A traditional HIE operates under a separate 501(c)3, has its own staff and funds its own administrative services. Spectrum Health’s approach accomplishes the same result without the additional cost burden of creating a separate entity.

“We’re leveraging the staff in our respective healthcare organizations to provide administrative and customer support services, and supplementing with other services from Medicity, as needed,” says O’Hare. “We each set up our preferred routing, dates and content for individual physician offices, so we benefit from both the broad customization and common technology provided by the agent-grid solution.”

For now, Spectrum Health is working exclusively on delivering clinical data, with future plans to incorporate physician-to-physician and hospital-to-hospital referral functionality, which is also available through Novo Grid. When examining long-term strategies, O’Hare expects the collaborative efforts of local hospital systems to deploy the agent-grid technology and encourage area provider participation will drive immediate value. In addition, these actions lay the groundwork for connection to a future state-HIE backbone, other HIEs and the national health-information exchange.

Unique Challenges Addressed

Since Spectrum Health was a development site for Novo Grid, deployment to the hundreds of practices within its medical trading area came with unique challenges. Each physician’s office presented its own set of work-flow variables that O’Hare’s staff had to consider before incorporating the HIE technology into each practice’s system.

The agent-grid solution, for example, was designed to immediately send test results and reports to the ordering physicians. Spectrum Health’s network, however, included an obstetrics (OB) practice that wanted the receipt of certain lab results delayed by three days until other test results could catch up, be grouped together and distributed to the practice as one complete report. This would allow the OB practice to view the complete batch of patient test results at one time. By “retraining” the agents, Spectrum Health was able to adjust the timing to meet the distinct work-flow needs of that practice.

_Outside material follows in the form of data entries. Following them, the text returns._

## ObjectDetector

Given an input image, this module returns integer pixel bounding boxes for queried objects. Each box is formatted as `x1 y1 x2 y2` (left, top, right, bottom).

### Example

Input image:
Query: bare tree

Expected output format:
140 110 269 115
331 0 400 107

Flexibility is inherent in the agent-grid system, O’Hare says, permitting paper-based practices to EHR-centric practices to benefit from using the grid. By selecting what O’Hare’s staff calls the “easy” button, paper-based practices can print every new report that has arrived since the last time reports were printed. With other practices, physicians might choose to view reports online and decide not to print them. For practices with an EHR, the agent-grid technology provides the appropriate integration to enable test results to go from the hospital system directly into the practice’s EHR for immediate clinician access to the data.

“For disease management, physicians can go into the system, pull a list of pending orders and identify patients where orders had been placed, but the patient didn’t show up for their procedure,” explains O’Hare. “The office staff can then contact the patients to find out why they didn’t have the test performed. This is hard to do in a paper-chart environment.

“The system was not designed to be a clinical viewer where a physician can go in and trend lab results,” he adds. “Our target was really office staff, but physicians are using and appreciating the system, as well.”

Regardless of each practice’s position on the technology adoption curve, they benefit from the solution. “Different health systems have chosen different approaches to deploying the technology,” concludes O’Hare. “With the various combinations of systems and the diversity of medical staff, this tool has provided the adaptability required to meet everyone’s needs.”

From the Catalog

According to www.medicity.com : The Medicity Novo Grid powers health information exchange throughout the healthcare community, electronically connecting hospitals, ancillary service providers, physicians and administrative staff so that all involved in delivering care to a patient have the most up-to-date and accurate information in real time. The Grid forms a secure, intelligent network to distribute and exchange clinical information, such as orders, results, transcribed reports, problems, medications, allergies and demographic data, across acute- and ambulatory-care settings.